Но от посещения к посещению проникался серьезностью их замысла. Со дня их свадьбы истекло меньше года, все свободное время они посвящали своему увлечению, а позже признались, что и свадебное путешествие провели в архивах и библиотеках Вены. Я никогда ни о чем не спрашивал, превратившись в молчаливого и скромного хранителя их замысла. Не более того.

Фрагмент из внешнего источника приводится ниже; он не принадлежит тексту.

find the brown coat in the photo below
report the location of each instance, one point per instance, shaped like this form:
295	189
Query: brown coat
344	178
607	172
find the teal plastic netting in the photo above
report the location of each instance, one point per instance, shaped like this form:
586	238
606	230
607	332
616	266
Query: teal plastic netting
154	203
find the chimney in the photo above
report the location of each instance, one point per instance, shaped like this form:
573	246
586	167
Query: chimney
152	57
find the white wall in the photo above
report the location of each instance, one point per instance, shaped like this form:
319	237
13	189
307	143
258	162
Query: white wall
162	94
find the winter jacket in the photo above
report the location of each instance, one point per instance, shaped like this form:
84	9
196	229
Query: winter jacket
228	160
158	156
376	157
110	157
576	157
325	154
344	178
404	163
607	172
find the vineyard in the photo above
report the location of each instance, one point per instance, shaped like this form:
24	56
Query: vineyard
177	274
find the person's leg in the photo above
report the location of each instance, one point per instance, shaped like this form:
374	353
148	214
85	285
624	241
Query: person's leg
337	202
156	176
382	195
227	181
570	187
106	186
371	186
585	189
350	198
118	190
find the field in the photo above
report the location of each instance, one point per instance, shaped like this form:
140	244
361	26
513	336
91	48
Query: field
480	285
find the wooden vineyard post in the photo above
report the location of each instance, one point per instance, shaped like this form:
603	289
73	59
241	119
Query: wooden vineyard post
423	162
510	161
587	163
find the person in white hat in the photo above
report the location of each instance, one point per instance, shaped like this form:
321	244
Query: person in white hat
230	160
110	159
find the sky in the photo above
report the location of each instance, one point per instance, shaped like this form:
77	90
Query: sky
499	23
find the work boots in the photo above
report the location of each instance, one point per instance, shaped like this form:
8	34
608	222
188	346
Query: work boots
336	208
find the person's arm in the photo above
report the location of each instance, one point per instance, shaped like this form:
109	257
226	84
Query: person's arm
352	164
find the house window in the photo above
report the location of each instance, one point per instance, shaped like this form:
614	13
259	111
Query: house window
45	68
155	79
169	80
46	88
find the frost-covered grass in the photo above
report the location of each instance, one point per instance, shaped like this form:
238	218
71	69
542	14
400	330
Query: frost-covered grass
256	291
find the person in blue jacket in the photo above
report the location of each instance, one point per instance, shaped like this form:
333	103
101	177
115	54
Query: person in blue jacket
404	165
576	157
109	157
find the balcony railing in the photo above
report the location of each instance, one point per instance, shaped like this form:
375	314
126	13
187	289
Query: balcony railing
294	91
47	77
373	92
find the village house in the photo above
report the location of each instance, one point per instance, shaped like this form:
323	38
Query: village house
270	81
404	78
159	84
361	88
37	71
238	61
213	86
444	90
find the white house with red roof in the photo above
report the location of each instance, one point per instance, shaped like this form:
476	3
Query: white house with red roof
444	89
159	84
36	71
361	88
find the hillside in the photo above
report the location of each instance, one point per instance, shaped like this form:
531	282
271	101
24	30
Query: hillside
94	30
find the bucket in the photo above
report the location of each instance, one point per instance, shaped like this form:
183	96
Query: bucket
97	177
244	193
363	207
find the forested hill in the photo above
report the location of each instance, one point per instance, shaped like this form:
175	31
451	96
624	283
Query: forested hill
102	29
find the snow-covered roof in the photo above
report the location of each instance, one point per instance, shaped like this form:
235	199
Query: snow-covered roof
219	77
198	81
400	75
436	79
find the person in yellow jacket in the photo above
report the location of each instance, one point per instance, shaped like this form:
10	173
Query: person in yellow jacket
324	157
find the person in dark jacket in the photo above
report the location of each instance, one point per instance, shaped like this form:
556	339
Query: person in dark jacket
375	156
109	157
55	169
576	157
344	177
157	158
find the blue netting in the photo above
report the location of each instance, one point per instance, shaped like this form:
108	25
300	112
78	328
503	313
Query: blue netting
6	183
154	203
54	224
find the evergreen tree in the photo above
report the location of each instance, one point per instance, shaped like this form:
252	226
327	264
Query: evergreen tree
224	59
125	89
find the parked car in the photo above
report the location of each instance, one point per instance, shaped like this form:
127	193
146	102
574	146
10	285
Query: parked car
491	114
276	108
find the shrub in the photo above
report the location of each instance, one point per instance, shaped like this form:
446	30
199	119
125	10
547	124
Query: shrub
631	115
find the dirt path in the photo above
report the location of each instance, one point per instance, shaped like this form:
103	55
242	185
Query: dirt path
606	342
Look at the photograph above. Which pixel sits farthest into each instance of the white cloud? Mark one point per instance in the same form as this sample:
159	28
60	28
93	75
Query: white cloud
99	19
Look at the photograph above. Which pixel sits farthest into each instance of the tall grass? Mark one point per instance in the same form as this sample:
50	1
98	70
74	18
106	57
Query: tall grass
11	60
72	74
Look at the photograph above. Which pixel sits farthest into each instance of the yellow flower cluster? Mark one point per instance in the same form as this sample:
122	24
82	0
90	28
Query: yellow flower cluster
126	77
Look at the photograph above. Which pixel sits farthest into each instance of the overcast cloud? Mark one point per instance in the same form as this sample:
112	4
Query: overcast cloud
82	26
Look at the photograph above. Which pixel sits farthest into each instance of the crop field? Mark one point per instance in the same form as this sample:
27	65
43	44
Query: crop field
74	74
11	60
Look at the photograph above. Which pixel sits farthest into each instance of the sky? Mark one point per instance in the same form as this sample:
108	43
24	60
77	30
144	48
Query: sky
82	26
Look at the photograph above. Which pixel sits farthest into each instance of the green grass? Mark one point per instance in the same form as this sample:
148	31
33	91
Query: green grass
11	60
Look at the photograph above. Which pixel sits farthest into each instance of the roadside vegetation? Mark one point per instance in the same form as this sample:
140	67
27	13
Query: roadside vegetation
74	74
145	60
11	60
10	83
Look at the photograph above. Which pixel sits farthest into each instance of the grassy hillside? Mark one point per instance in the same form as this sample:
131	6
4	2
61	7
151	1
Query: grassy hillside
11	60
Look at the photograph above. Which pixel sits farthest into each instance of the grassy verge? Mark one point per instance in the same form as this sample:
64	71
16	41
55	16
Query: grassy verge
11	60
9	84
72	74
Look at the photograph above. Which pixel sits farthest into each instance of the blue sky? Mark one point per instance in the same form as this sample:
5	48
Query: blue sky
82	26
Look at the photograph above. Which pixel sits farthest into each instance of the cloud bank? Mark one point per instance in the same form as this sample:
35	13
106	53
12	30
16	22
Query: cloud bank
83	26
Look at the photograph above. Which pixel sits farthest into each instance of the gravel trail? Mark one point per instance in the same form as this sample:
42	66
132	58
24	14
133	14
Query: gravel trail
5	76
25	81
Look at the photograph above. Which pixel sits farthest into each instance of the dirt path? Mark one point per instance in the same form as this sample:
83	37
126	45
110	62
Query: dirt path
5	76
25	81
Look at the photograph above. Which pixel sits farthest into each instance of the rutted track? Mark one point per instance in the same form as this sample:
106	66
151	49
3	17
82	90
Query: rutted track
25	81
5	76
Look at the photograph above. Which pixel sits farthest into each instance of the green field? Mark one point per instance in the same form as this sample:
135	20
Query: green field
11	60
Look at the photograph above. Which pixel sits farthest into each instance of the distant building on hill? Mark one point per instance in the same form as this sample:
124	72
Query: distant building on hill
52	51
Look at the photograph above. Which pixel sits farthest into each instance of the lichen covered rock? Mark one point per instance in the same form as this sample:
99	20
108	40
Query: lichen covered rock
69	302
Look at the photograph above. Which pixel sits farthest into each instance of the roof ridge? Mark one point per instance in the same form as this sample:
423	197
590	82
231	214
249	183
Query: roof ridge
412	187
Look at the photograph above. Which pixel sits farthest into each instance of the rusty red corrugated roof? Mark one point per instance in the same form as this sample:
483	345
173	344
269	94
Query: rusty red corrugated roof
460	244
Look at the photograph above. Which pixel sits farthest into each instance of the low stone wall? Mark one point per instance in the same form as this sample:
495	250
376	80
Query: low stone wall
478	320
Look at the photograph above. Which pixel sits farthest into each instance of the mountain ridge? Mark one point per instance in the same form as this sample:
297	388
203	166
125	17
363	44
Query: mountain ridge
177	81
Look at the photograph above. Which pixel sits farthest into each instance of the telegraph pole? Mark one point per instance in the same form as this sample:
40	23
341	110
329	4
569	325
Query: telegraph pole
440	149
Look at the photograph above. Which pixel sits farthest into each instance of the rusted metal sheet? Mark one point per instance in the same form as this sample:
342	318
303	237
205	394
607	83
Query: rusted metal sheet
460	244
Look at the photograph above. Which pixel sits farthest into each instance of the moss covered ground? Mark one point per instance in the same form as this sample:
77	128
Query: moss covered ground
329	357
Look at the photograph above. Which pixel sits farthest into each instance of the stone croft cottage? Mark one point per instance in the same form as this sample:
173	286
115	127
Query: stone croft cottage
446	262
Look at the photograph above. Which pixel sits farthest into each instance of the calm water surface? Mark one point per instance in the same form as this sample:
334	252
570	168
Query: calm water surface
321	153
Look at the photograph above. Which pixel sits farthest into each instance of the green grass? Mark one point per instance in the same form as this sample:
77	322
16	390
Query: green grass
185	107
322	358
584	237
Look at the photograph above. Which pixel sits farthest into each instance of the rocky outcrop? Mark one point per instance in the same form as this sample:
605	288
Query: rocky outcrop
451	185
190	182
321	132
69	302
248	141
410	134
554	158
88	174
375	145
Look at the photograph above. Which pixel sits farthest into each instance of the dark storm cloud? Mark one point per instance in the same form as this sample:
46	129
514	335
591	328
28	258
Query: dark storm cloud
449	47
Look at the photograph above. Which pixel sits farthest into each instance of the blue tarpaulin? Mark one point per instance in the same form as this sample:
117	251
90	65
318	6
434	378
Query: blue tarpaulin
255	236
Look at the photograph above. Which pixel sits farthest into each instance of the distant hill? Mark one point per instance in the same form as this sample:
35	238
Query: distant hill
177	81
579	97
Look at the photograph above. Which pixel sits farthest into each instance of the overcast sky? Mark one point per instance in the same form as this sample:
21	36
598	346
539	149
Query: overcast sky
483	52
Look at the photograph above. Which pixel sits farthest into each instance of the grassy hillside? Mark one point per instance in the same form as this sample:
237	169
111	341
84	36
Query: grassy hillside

Увы, в то время я не следил с должным вниманием за тем, как продвигается их работа. А между тем, подстегиваемые появлением на свет дочки и уставшие возводить замки на зыбучих песках нашей бедной страны, они в одночасье решились ехать в Вену, к которой привязались душой, отчасти благодаря воспоминаниям о проведенном там медовом месяце. Было это в начале нового века.
Прежде чем окончательно покинуть Рим, они пригласили меня на прощальный ужин, тогда же пообещали писать и навещать всякий раз, как будут в Италии.
Однако этого не произошло, и я совершенно потерял их из виду. Пока одним прекрасным днем несколько месяцев тому назад не получил из Вены бандероль… с рукописью долгожданного романа, которую и направляю Вам.
Я был счастлив узнать, что они довели задуманное до завершения, и хотел поблагодарить их. Но с удивлением обнаружил, что они не прислали мне своего адреса, не черкнули ни строчки. Только на фронтисписе стояло: «Побежденным». А в конце имелась подпись, сделанная фломастером: «Рита & Франческо».
Что мне оставалось делать? Я прочел роман. Возможно, было бы правильнее назвать это воспоминаниями? Действительно ли это воспоминания, написанные в XVII веке и приспособленные ко вкусам современного читателя, или же современный роман, чье действие разворачивается в ту эпоху? Или и то и другое? Эти вопросы не дают мне покоя. Иные страницы будто бы прямиком вышли из XVII века: персонажи разглагольствуют, используя лексику трактатов той поры.
Однако когда предпочтение отдается действию, лексика внезапно меняется, те же самые персонажи изъясняются современным языком, а их поступки словно воспроизводят в нарочитой манере topos[2]романа расследования наподобие романов с Шерлоком Холмсом и доктором Ватсоном, для большей ясности. Авторы как будто задались целью оставить печать своего вторжения в эти пассажи.